Thursday, January 31, 2013

Week One Review

Well, I am done with week one and all is good so far!

I am down 3 pounds... so the scale says. The thing is, I started (this time) at 188 and now I am 184. I honestly do not consider that being down 4 pounds. My reasoning? My weight can fluctuate that much already week to week anyways because I am not consistent with my eating habits. With that being said, I have been doing pretty well, so I am not dismissing the fact that the scale has gone down. However, I am not even going to do a smidgen of a victory dance until I am under 168 pounds. Why is 168 a magic number for me? Well, that is the weight that I was at when Dereck and I met. Once I can get under that again, I will allow a small victory dance. Once I am below 150 pounds, I may do a big victory dance and some clothes shopping.

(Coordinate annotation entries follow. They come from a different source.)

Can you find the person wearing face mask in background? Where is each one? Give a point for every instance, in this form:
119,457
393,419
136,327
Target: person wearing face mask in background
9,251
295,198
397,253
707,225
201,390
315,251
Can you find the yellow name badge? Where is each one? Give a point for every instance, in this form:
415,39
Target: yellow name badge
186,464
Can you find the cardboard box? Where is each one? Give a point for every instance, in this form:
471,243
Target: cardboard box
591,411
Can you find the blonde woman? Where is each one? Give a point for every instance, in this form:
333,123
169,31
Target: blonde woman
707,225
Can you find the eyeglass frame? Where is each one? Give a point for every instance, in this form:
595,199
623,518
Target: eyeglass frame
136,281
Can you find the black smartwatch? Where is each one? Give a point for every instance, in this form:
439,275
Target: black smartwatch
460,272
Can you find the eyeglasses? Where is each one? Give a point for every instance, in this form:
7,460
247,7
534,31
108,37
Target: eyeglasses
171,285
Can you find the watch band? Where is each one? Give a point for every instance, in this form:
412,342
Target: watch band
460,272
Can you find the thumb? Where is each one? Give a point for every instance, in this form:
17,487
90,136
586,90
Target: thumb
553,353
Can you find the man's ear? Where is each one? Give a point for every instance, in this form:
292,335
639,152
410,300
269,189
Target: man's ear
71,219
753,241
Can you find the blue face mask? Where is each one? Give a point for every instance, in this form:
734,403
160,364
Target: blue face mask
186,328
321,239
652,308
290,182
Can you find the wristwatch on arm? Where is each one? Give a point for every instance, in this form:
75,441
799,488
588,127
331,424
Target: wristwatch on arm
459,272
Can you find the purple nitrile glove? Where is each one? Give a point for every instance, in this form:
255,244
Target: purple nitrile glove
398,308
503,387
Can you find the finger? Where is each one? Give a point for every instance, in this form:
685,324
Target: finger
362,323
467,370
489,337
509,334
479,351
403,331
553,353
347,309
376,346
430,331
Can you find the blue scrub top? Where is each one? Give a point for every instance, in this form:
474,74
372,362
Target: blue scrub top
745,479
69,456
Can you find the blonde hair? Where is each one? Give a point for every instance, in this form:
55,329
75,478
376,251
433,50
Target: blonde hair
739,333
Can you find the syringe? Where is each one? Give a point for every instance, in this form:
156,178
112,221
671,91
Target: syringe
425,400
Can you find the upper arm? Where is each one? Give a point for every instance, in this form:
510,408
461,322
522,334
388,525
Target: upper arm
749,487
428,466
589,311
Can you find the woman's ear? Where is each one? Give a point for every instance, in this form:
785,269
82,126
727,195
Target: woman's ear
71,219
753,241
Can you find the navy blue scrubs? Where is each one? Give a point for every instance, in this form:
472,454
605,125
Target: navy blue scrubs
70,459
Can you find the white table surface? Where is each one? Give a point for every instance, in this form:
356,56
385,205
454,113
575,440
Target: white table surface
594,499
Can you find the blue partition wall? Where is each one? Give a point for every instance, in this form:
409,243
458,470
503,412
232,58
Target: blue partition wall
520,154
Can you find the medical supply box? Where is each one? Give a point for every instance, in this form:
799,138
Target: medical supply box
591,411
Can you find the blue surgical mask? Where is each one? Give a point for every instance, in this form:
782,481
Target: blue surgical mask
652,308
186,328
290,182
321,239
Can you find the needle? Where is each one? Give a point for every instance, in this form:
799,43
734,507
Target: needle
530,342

It's not all about pounds lost though. I am going to be exercising and trying to get toned. That means that I may look awesome at 160 pounds. Therefore, I am going to be taking progress pictures and I need to do my measurements tonight. Pictures and measurements will tell more truth than the number on the scale.

So, how well have I done at following my own rules?

1. Work out a minimum of 2 times a week for 45 minutes at a high intensity
2. Stay between 1200-1500 calories per day
3. Follow the Eat to Live lifestyle as closely as I can.
4. Use Calorie-Count.com for support.
5. Drink a lot of water
6. Eat every 3 hours

1. I worked out twice last week. Both times it was Zumba and I actually did 60 minutes. It was tough, but it made me feel great!
2. I only went over on my calories one day. It was yesterday and I only went over by 45 which is amazing considering I felt like it was a pig out day. Even though I went over, I still netted over 400 cals, so I was still "technically" under.
3. I have been trying to incorporate as many vegetables as possible and cut down on meat consumption.
4. I've been very active on Calorie-count.com and love using the app. The calorie camp feature is great and my BFF joined so we can keep each other in check!
5. I have been very conscious about the amount of water I am drinking and even chugging some when I realize I am way under. It's hard to remember to drink a lot of water in the winter time. 
6. While I have not been religiously eating every 3 hours, I have been using the Breakfast, Snack, Lunch, Snack, Dinner structure. Eating that way almost makes you eat every 3 hours without really timing it. I started having mixed feelings on how important it really is to eat every 3 hours. Some things I have read now say that it doesn't really matter. However, I did that in the past and it worked well for me, so I am not going to abandon my previous beliefs.

I am not sure if it is in my head or not, but my pants feel a little loser in my outer thigh area. That is one of my major problem spots, so if it's true, that is awesome. That's also the reason I am going to take measurements tonight.